In contrast, in late 2012 HRW removed a signatory of our letter, international law scholar and UN Special Rapporteur on the situation of human rights in the occupied Palestinian territories Richard Falk, from a position on HRW`s local support committee in Santa Barbara, California, where he lives. HRW appealed to a "longstanding policy" that "no official from any government or UN agency can serve on any Human Rights Watch committee or its Board." So within HRW, an indefatigable advocate for Palestinian rights is a liability, but an ex-CIA official and a NATO leader who is ultimately responsible for war crimes are both welcome
J: Some might argue that HRW has its origins in the Cold War and has consistently demonstrated special consideration towards US foreign policy interests, and that what you term the "revolving door" for US government officials is a symptom rather than cause of the problems the letter seeks to address.
KB: I do not have a good answer on the issue of causality. Whatever the reason, HRW`s revolving door exists and I am focused on generating broad action in order to close it. I do think there is a longstanding ideology at play here—namely, HRW`s adherence to US exceptionalism.
I see that exceptionalism coloring the whole enterprise. When a globally oriented human-rights organization decides to base itself in the United States and populate its board with members who boast of being "long-time friends" to its heads of state, these are extremely political acts from an international perspective. As a recent poll showed, the rest of the world sees the United States as "the greatest threat to peace in the world today" by a wide margin.

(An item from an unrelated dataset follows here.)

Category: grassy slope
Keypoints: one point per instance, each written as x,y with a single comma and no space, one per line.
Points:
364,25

For an admittedly inexact parallel to the current situation, imagine the credibility of a 1970s-era global human-rights group based in Santiago, Chile. If its personnel had ties to the Pinochet regime, which, like the United States today, maintained an international assassination program, such an organization would be the world`s laughingstock—whatever the merits of its denunciations of human-rights abuses in Europe.

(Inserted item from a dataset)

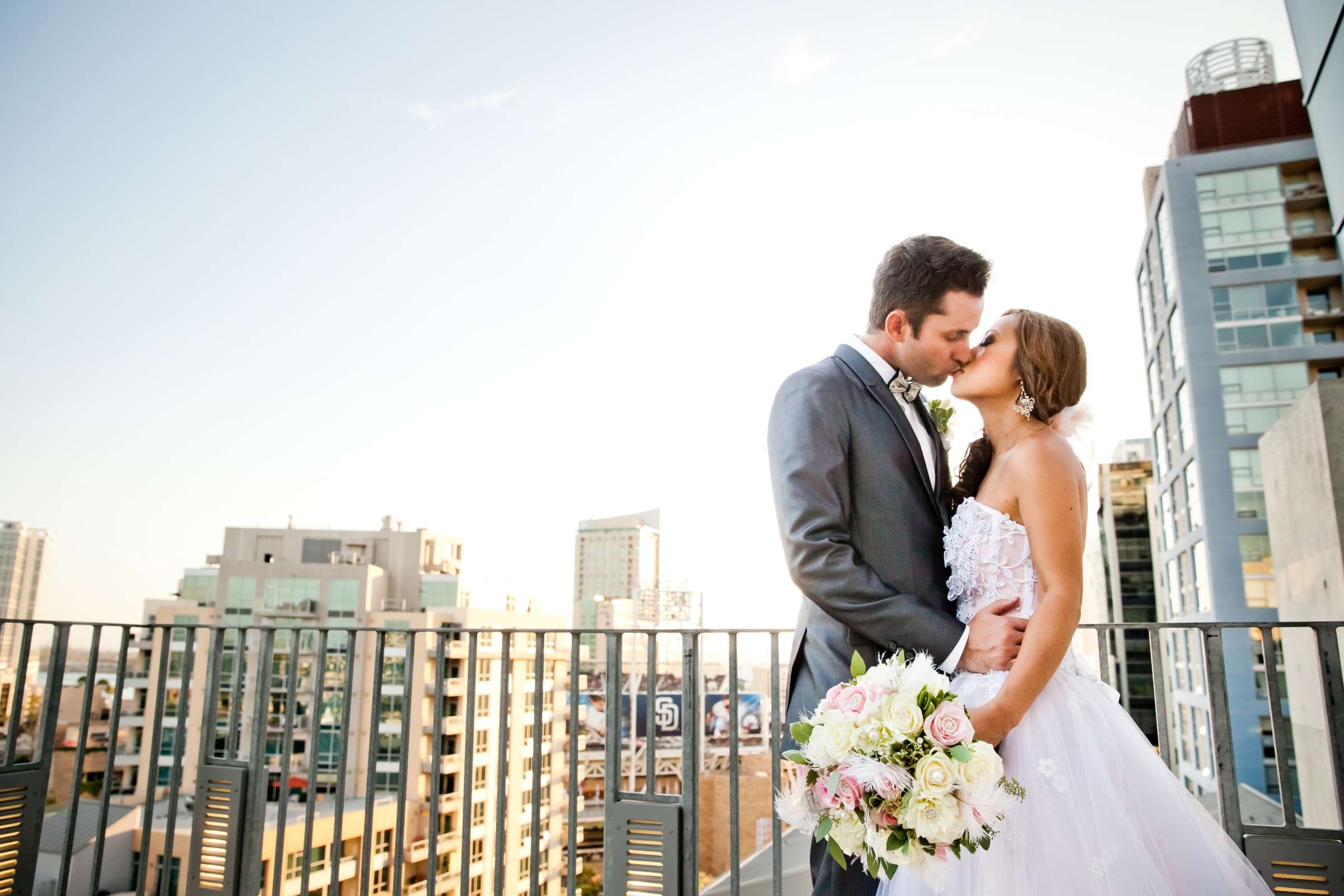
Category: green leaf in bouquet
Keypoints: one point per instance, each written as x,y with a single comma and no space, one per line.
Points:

One can also argue that the Cold War-era defects of HRW`s philosophy that you mention have been updated in what fellow signatory Chase Madar describes as a "hawks-for-humanity" worldview. HRW`s Malinowski probably believes in the "bipartisan consensus for America’s defense of liberty around the world"—as divorced from reality as that idea may be. At his Senate confirmation hearing, he characterized as an "undeniable truth" the notion that "we"—the US government—"cannot be there for everyone every time," which in turn leads to "disappointment" that "sometimes morph[s] into resentment against the United States."
J: Do you expect the letter to have an impact on HRW?

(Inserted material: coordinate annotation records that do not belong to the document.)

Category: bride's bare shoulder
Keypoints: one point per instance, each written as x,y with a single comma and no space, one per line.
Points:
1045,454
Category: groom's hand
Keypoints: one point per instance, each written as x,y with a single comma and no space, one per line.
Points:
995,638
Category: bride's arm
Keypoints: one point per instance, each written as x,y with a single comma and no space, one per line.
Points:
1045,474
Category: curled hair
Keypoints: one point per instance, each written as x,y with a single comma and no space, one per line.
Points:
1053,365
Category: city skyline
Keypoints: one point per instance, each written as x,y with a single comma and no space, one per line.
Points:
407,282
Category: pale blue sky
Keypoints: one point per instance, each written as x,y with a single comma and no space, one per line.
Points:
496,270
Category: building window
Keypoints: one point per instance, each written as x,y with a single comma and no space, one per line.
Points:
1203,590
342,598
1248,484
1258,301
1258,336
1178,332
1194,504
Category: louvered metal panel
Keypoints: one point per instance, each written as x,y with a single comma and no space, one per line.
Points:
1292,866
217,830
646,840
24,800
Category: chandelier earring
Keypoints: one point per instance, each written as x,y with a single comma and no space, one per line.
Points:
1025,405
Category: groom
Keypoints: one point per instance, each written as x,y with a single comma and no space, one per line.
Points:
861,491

KB: I suspect that it will. The letter has been publicized by WikiLeaks, Glenn Greenwald, Oliver Stone and others, and we are attempting to increase pressure on the organization through a sign-on petition at RootsAction.org, which has attracted 14,500 signatures so far. Filmmaker Michael Moore has shared the petition on Facebook, and I encourage Jadaliyya readers to sign and share it widely as well. The petition argues:
The credibility of a global human-rights organization depends on its independence. Human Rights Watch has done important, critical work, but it can do better. It should implement at least a five-year "cooling-off" period before and after its associates move between HRW and the U.S. government`s foreign-policy divisions. Human Rights Watch associates should concentrate on protecting human rights. They should not have conflicts of interest with past or future careers in branches of the U.S. government that may themselves be involved in human-rights violations.
A more independent HRW will be able to carry out its work much more effectively—particularly in countries like Venezuela, where HRW Americas director José Miguel Vivanco and Wilkinson wrote about Venezuelan officials denouncing them as "CIA stooges" and "mercenaries of the empire" before ejecting them both from the country.